When we deal with sleep difficulties, it becomes important how we think about sleep. That is why part of your treatment should involve identifying your thoughts about sleep. It is good to replace these thoughts with positive thinking.

In Cognitive-behavioral therapy (CBT), the idea is to reduce a person's misconceptions about sleep and teach more positive sleep behaviors, including good sleep hygiene.

Sometimes sleep problems start as some isolated incident but then become chronic. One technique for examining your thinking is to consider alternative beliefs to those you have adopted in the past. You can determine which beliefs are best supported by actual information available to you.
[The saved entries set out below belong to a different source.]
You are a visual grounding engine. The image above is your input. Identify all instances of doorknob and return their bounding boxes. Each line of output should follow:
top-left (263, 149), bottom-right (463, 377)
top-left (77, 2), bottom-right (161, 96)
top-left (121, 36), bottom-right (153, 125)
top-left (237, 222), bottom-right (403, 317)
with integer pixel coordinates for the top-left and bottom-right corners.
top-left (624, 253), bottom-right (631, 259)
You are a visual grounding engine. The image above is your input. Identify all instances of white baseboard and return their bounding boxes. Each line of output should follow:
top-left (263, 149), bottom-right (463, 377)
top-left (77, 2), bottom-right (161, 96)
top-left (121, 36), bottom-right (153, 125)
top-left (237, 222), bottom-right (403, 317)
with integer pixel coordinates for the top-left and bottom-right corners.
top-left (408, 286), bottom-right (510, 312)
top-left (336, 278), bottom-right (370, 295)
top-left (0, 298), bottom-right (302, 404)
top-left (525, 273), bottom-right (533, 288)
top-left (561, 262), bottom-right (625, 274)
An example of an issue you might address would be the feeling that it is extremely important that you get a good night’s sleep. If you feel that a poor night's sleep will be a disaster, it is only going to generate more worry and anxiety, making sleeping that much more difficult. You can challenge this thinking and simply consider other considerations that will reduce the all-encompassing importance of sleeping. Think that "It's no big deal" or "I'll be a little tired and cranky tomorrow but that won’t be anything I can't handle.").

When you try to force yourself to sleep, you are only putting pressure on yourself and this just will make your sleep worse. Just focus on what you can control, like your schedule and sleep hygiene, and you will be able to fall asleep and stay asleep.

Doing this practice of challenging these old thoughts and replacing them with new thoughts may take some practice, but in so doing, you will get the old thoughts away from how they seem typically automatic and change your patterns.